Now the Clip-N-Seal (three for $4.99, available in four sizes) may be going into outer space, says company founder D.L. Byron, 38. The company shipped a dozen 40-inch-long Clip-N-Seals, at $7 apiece, to NASA earlier this month.
NASA won’t say when, or whether, or how the clips will be used. The next opportunity they’ll have to fly is aboard the shuttle Discovery when it launches sometime between July 13 and July 31– depending on weather conditions — to resupply the International Space Station. “All NASA will say is they’re for a large object,” Byron said.
The British Antarctic Survey is also considering the clips for use on its next mission. “Not bad for something we invented to keep potato chips fresh,” he said.
Excellent. It’s good to see good products go places. Like Space.

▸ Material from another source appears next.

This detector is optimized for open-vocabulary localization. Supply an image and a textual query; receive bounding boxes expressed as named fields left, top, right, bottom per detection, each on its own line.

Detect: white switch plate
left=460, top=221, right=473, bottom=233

This week’s column is about The Slashdot Effect, (subscription only, I’m afraid) which I’ll mention in more detail in subsequent postings. This first supplement is about the commercial potential of blogs, and a case study those of you reading blogs will probably already know about:
Is it possible to harness this new kind of information flow for business ends? You bet. But it’s not easy. Here’s one success story, and it has as much to with patience and luck as budgets. DL Byron, principal of Seattle-based of website designer Textura Design Inc, came up with an idea for a better way to seal plastic bags – the Clip-n-Seal. He used Clip-n-Seal’s own blog to talk about the product, and told one or two of his blogging friends, who blogged and told their friends, until one day they hit the mother lode: Boing Boing, and two similar other big directory sites. Retail sales went through the roof, but that was just the beginning. “Great for traffic,” Byron recalls, ” but what really happened was a new market found us that we never anticipated.” As Clip-n-Seal climbed the Google search page ranks, industrial customers discovered them and suddenly organizations from crime scene policemen to biomedical companies were placing orders. Byron’s conclusion: Better to spend time on getting noticed in the blogosphere than spend money on traditional advertising. “I can say from our experience that a blog post will outsell a ad. Guaranteed.”